Back When Mental Illness Didn’t Exist

Episode Transcript:

Hi, my name is Jared Carter. I’m not a therapist. I’m not a doctor. I’m not even able to fold towels the way my wife likes ‘em. I’m just a Christian who, like many, has experienced living with a mental health challenge. This is Bless This Brain.

I recently found myself on a flight with a layover in Chicago. I was seated next to an older gentleman who about 30 minutes into the flight struck up a conversation.

He was congenial and kind, a bit of a braggart, regaling me with stories of his success as a financial advisor to incredibly wealthy individuals. According to him, he had been a jetsetter who dined in many a private club and lived in a really nice suburb and who now found himself in a state of perpetual disappointment and lack of enthusiasm about anything. Because he’d retired. He went from working 18 hours a day for 35 years and now he spent his days at home in his large house and he felt as empty as it did.

Somehow, the conversation turned to what his children and their spouses were up to. His daughter-in-law, it turns out, was a psychologist for an ivy league school. This being directly tied to the work that Trish and I do with Bless This Brain, I found my interest piqued. He asked what I did for work which got me excited to share.

Then he said this, “When I was a kid, nobody had any of this mental illness stuff. It didn’t exist.”

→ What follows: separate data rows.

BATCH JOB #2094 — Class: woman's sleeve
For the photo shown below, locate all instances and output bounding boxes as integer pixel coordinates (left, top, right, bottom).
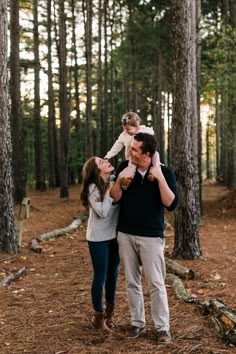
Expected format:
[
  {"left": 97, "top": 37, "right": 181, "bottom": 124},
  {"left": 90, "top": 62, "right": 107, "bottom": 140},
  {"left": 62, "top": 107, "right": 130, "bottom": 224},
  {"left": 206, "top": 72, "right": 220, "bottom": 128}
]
[
  {"left": 105, "top": 132, "right": 124, "bottom": 159},
  {"left": 88, "top": 184, "right": 113, "bottom": 218}
]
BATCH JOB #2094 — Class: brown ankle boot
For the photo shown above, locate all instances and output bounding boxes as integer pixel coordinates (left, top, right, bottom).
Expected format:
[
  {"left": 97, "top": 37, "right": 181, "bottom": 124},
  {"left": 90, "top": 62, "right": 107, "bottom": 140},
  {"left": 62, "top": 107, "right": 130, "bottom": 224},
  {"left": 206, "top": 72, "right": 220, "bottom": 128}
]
[
  {"left": 92, "top": 311, "right": 112, "bottom": 335},
  {"left": 120, "top": 177, "right": 132, "bottom": 191},
  {"left": 105, "top": 304, "right": 115, "bottom": 329},
  {"left": 148, "top": 173, "right": 155, "bottom": 182}
]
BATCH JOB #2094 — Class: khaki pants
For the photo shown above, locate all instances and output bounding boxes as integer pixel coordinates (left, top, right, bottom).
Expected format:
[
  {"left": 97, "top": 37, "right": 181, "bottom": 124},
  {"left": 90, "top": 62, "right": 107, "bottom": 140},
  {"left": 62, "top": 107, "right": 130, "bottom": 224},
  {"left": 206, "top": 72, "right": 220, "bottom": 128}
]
[{"left": 118, "top": 232, "right": 169, "bottom": 331}]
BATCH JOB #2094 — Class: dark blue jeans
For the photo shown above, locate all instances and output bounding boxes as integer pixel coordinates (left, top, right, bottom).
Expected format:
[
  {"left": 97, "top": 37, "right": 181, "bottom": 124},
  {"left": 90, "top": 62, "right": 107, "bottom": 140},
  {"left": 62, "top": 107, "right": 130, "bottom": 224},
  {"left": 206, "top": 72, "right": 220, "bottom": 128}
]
[{"left": 88, "top": 238, "right": 120, "bottom": 312}]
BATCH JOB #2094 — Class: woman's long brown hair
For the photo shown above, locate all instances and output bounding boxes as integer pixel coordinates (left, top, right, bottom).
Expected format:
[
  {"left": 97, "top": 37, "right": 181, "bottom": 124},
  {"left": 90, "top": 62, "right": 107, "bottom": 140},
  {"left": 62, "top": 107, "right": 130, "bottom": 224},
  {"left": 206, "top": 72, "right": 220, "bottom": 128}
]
[{"left": 80, "top": 156, "right": 108, "bottom": 208}]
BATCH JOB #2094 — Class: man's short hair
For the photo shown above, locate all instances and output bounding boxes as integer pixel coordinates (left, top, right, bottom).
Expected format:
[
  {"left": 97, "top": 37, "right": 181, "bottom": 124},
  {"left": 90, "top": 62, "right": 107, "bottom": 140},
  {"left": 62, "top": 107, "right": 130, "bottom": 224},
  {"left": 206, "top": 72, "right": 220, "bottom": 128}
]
[{"left": 134, "top": 133, "right": 157, "bottom": 157}]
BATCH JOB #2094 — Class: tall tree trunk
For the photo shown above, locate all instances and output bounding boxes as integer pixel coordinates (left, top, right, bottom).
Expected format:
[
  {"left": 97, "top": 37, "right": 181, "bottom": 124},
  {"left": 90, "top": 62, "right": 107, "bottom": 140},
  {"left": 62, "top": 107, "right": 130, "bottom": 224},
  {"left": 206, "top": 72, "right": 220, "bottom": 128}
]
[
  {"left": 96, "top": 0, "right": 103, "bottom": 156},
  {"left": 33, "top": 0, "right": 46, "bottom": 192},
  {"left": 59, "top": 0, "right": 69, "bottom": 198},
  {"left": 10, "top": 0, "right": 26, "bottom": 204},
  {"left": 196, "top": 0, "right": 202, "bottom": 214},
  {"left": 101, "top": 0, "right": 109, "bottom": 156},
  {"left": 47, "top": 0, "right": 59, "bottom": 188},
  {"left": 83, "top": 0, "right": 93, "bottom": 158},
  {"left": 156, "top": 53, "right": 165, "bottom": 161},
  {"left": 171, "top": 0, "right": 201, "bottom": 259},
  {"left": 0, "top": 0, "right": 17, "bottom": 253}
]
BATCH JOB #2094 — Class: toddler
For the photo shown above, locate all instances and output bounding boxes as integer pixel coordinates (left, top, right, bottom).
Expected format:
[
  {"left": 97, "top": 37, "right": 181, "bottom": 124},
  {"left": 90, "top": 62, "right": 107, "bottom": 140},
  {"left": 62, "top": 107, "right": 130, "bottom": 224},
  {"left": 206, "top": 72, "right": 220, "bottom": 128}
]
[{"left": 104, "top": 112, "right": 160, "bottom": 190}]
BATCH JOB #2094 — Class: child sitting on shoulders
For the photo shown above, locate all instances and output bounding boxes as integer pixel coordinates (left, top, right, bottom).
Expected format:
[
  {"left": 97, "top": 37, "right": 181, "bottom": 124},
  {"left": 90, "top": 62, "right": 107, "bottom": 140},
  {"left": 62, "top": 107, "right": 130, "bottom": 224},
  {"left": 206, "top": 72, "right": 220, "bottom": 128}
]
[{"left": 104, "top": 112, "right": 160, "bottom": 190}]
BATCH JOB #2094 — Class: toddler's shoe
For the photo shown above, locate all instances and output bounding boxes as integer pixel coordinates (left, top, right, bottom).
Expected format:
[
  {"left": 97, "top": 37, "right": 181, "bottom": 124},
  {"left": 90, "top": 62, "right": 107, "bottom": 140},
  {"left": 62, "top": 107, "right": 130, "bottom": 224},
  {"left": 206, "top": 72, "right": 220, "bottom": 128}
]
[{"left": 120, "top": 177, "right": 132, "bottom": 191}]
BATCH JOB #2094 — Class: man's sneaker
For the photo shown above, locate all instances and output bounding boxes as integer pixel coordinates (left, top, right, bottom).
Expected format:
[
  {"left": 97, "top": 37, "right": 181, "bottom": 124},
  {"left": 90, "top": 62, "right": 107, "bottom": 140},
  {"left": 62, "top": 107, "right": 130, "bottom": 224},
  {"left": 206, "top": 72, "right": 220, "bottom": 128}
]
[
  {"left": 127, "top": 326, "right": 146, "bottom": 339},
  {"left": 157, "top": 331, "right": 171, "bottom": 343}
]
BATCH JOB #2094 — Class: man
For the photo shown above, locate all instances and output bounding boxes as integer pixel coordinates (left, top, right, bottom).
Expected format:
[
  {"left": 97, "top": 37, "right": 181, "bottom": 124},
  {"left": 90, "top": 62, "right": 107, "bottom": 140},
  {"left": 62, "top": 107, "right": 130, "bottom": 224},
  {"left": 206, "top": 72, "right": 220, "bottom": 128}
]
[{"left": 111, "top": 133, "right": 178, "bottom": 343}]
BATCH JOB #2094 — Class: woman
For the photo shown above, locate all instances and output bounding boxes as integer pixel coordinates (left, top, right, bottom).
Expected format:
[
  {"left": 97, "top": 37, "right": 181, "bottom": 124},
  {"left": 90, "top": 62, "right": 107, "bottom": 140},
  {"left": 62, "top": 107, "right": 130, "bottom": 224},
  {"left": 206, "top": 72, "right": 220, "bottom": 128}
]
[{"left": 81, "top": 157, "right": 120, "bottom": 334}]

That sounds awesome, honestly, but I assured him that it did, however, exist when he was a kid. I shared that we’d talked with many people in his age demographic who suffered from a variety of mental health challenges and diagnosable illnesses.

He said well nobody ever talked to him about it which seemed to mean that the silence he’d experienced around the subject was proof that such problems didn’t exist in his day.

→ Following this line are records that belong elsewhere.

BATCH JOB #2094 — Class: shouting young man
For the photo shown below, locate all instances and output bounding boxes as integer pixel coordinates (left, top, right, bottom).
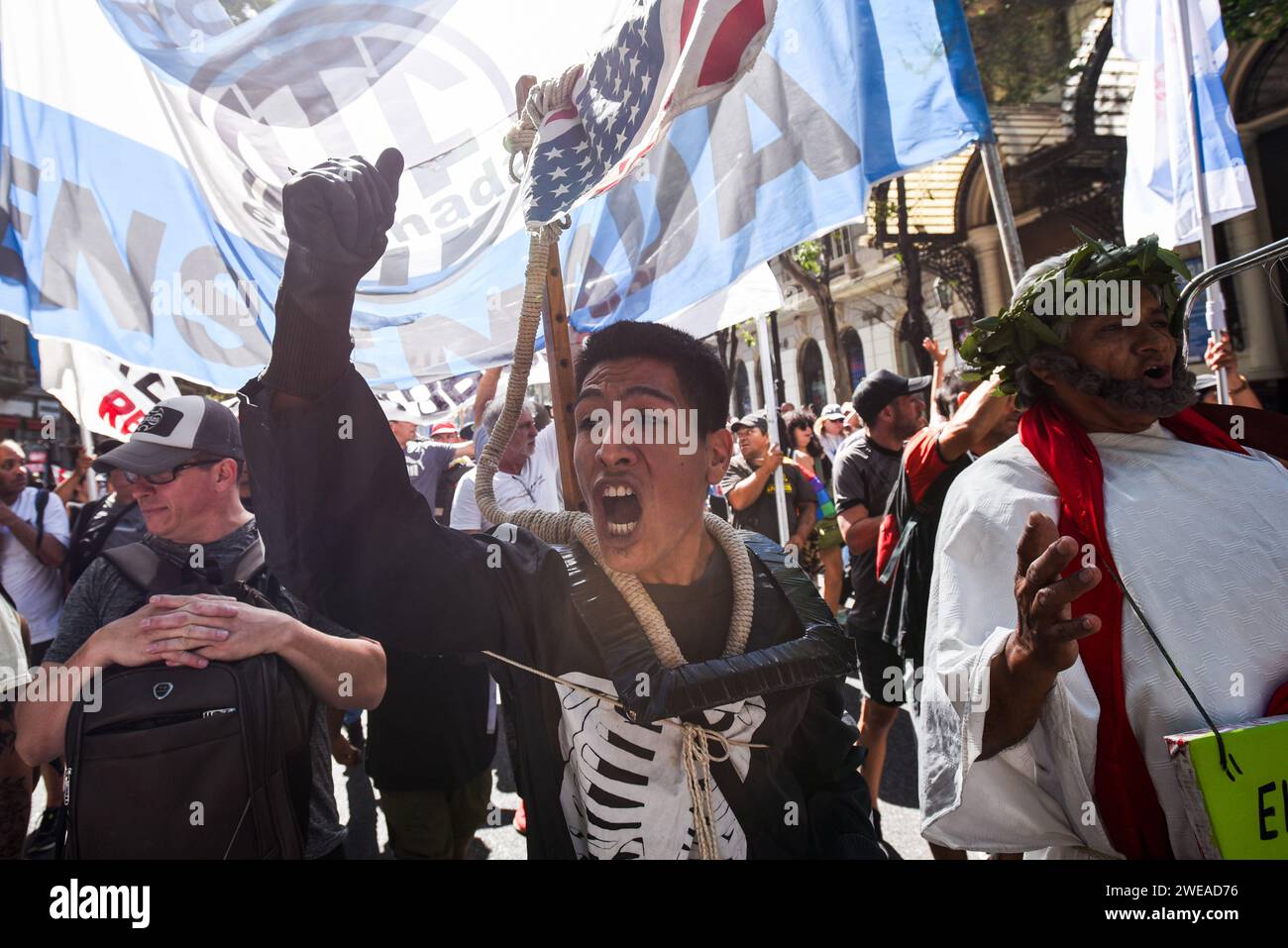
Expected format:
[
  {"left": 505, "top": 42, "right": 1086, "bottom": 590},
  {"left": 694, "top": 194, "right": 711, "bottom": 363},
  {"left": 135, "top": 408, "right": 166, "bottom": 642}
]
[
  {"left": 234, "top": 150, "right": 881, "bottom": 859},
  {"left": 919, "top": 239, "right": 1288, "bottom": 858}
]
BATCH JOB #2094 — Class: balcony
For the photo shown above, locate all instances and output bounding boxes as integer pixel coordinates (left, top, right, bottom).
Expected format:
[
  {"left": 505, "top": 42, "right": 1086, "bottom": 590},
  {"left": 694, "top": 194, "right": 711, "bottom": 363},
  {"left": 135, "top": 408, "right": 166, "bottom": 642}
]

I believed him when he said nobody talked with him about it. Because for a very long time, we haven’t been good at talking about it.

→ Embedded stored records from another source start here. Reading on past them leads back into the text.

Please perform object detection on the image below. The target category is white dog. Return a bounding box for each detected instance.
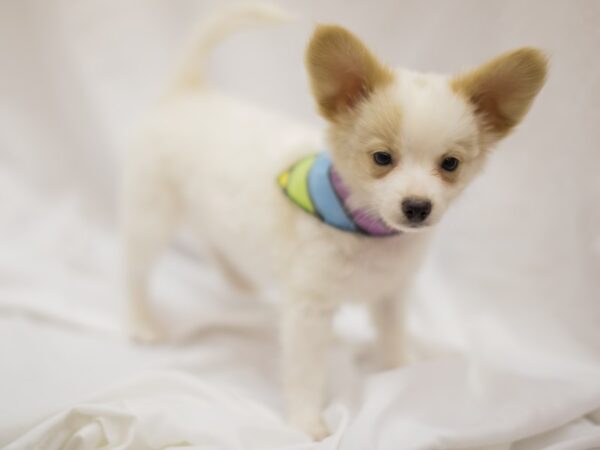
[123,6,546,437]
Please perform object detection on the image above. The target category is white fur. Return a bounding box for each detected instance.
[123,3,544,436]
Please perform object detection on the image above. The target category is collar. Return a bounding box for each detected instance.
[277,152,399,237]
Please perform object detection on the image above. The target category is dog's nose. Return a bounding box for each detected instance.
[402,197,432,223]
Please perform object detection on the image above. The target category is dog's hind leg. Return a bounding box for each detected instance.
[122,163,179,342]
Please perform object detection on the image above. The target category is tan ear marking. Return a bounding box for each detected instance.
[306,25,393,120]
[451,47,548,139]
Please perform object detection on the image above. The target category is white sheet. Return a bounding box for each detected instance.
[0,0,600,450]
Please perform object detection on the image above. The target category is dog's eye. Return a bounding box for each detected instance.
[373,152,392,166]
[441,156,460,172]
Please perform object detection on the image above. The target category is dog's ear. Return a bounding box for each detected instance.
[451,48,548,142]
[306,25,393,120]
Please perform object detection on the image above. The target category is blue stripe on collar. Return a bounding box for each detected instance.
[308,153,357,231]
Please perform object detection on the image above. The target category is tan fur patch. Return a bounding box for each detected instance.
[451,47,548,138]
[306,25,394,120]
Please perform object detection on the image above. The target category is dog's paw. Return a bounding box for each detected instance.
[290,415,331,441]
[128,317,165,344]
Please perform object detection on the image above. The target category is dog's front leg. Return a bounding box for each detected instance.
[281,294,333,439]
[370,296,405,369]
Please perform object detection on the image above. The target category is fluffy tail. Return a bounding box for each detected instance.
[172,3,291,90]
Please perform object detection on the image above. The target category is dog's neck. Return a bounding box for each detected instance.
[278,152,399,237]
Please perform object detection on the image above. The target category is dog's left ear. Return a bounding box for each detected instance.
[451,47,548,142]
[306,25,393,121]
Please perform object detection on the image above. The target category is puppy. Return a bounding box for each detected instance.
[123,6,547,438]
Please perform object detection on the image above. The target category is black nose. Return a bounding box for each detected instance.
[402,197,431,223]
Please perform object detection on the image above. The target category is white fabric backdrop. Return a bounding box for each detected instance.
[0,0,600,450]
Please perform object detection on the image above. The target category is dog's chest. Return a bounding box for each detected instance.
[302,235,426,302]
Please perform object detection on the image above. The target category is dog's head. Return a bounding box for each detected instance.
[306,26,547,231]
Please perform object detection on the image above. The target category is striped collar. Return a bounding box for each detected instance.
[277,152,399,237]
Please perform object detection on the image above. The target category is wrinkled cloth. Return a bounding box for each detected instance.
[0,0,600,450]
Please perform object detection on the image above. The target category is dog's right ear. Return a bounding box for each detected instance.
[306,25,393,121]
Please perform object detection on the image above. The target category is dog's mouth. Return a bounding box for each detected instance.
[381,217,433,233]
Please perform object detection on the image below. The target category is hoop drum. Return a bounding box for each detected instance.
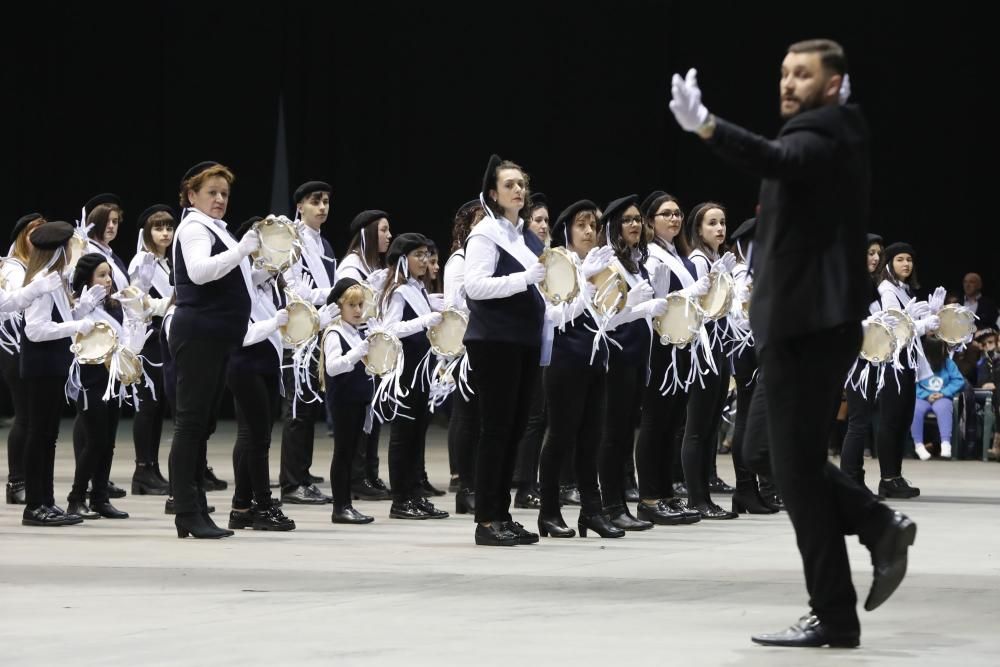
[427,308,469,357]
[653,292,705,345]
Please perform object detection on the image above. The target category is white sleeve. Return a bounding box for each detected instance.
[465,236,528,301]
[177,223,243,285]
[24,294,77,343]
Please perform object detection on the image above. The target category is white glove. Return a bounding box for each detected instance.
[625,280,653,308]
[427,294,444,310]
[420,313,442,329]
[670,68,708,132]
[583,245,615,279]
[524,262,545,285]
[76,285,108,315]
[838,74,851,104]
[237,229,260,257]
[927,287,948,315]
[317,303,340,329]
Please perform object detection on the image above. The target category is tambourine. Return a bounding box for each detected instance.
[361,331,403,377]
[538,248,580,305]
[278,292,319,347]
[937,303,976,345]
[698,271,736,320]
[250,215,302,273]
[653,292,705,345]
[427,308,469,357]
[859,320,898,364]
[69,322,118,364]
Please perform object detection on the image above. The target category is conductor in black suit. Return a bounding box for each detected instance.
[670,40,916,647]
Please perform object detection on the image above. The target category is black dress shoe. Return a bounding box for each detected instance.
[174,512,234,540]
[351,479,390,500]
[559,485,581,505]
[389,500,430,521]
[538,514,576,537]
[635,501,687,526]
[91,501,128,519]
[281,486,329,505]
[604,505,653,530]
[5,482,25,505]
[21,505,83,528]
[411,498,450,519]
[455,489,476,514]
[865,512,917,611]
[708,477,736,494]
[878,477,920,498]
[330,505,375,523]
[476,522,519,547]
[514,488,542,510]
[750,615,861,648]
[576,512,625,537]
[68,500,101,519]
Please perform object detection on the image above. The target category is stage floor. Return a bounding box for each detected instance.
[0,421,1000,667]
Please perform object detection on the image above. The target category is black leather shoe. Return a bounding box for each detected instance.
[576,512,625,537]
[604,505,653,530]
[91,502,128,519]
[67,500,101,520]
[878,477,920,498]
[389,500,430,521]
[281,486,329,505]
[750,615,861,648]
[21,505,83,528]
[330,505,375,523]
[708,477,736,494]
[455,489,476,514]
[351,479,389,500]
[411,498,450,519]
[538,514,576,537]
[559,485,580,505]
[514,488,542,510]
[865,512,917,611]
[635,501,687,526]
[174,512,235,540]
[476,523,519,547]
[5,482,25,505]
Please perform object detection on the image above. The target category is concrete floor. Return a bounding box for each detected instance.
[0,422,1000,667]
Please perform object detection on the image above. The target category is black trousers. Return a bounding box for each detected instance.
[465,341,540,523]
[539,366,607,517]
[751,324,891,631]
[448,380,479,489]
[226,372,281,509]
[514,373,547,488]
[840,364,880,484]
[21,377,66,510]
[681,350,730,507]
[600,359,646,507]
[170,338,237,514]
[132,366,167,464]
[876,370,917,479]
[635,341,691,500]
[68,385,121,505]
[0,350,28,482]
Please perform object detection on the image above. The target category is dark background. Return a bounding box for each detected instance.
[0,1,1000,296]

I think one of the greatest lies we’ve come to believe is that because older generations didn’t talk as much about mental illness that means they didn’t live with mental illness. Yes, more people are being treated than ever before and one could assume that means that it’s because somehow we’ve given up, or gone soft, or some other shameful thing.

Let’s talk about your family history. You remember that one family member? The one who had the drinking problem? The one who imbibed a little too much? What about the gambler? What about the one who couldn’t hold down a job? What about the one who kept getting divorced? What about the one whose kids don’t talk to them anymore? What about….?

You might go, yeah! I have a bunch of family members with character issues. But where you see character issues, I see symptoms and self-medicating. You say, oh you don’t believe in sin. No, I believe in sin. I just don’t think sin is always the result of a vicious anger-fueled rebellion against God. Or even always a lustful desire for the idols of our generation.

I think sometimes sin is the outcome of a lack of appropriate care and compassion.

I think about my friend on the plane. I wish someone would have told him that it’s okay to get help. I wish someone would have explained to him what depression is when he was younger. And assured him that should it ever happen to him, he could get better.

Because now he just sits in his house reminiscing about the days before retirement, the days when he felt his life meant something, and he’s sinking into an emptiness he doesn’t know how to deal with. And if it gets really bad, he’s probably not gonna go see a doctor.

Because, like he told me, for people in his generation, mental illness doesn’t exist.

God loves you. He loves your brain. Whatever generation, it’s okay to seek mental health help.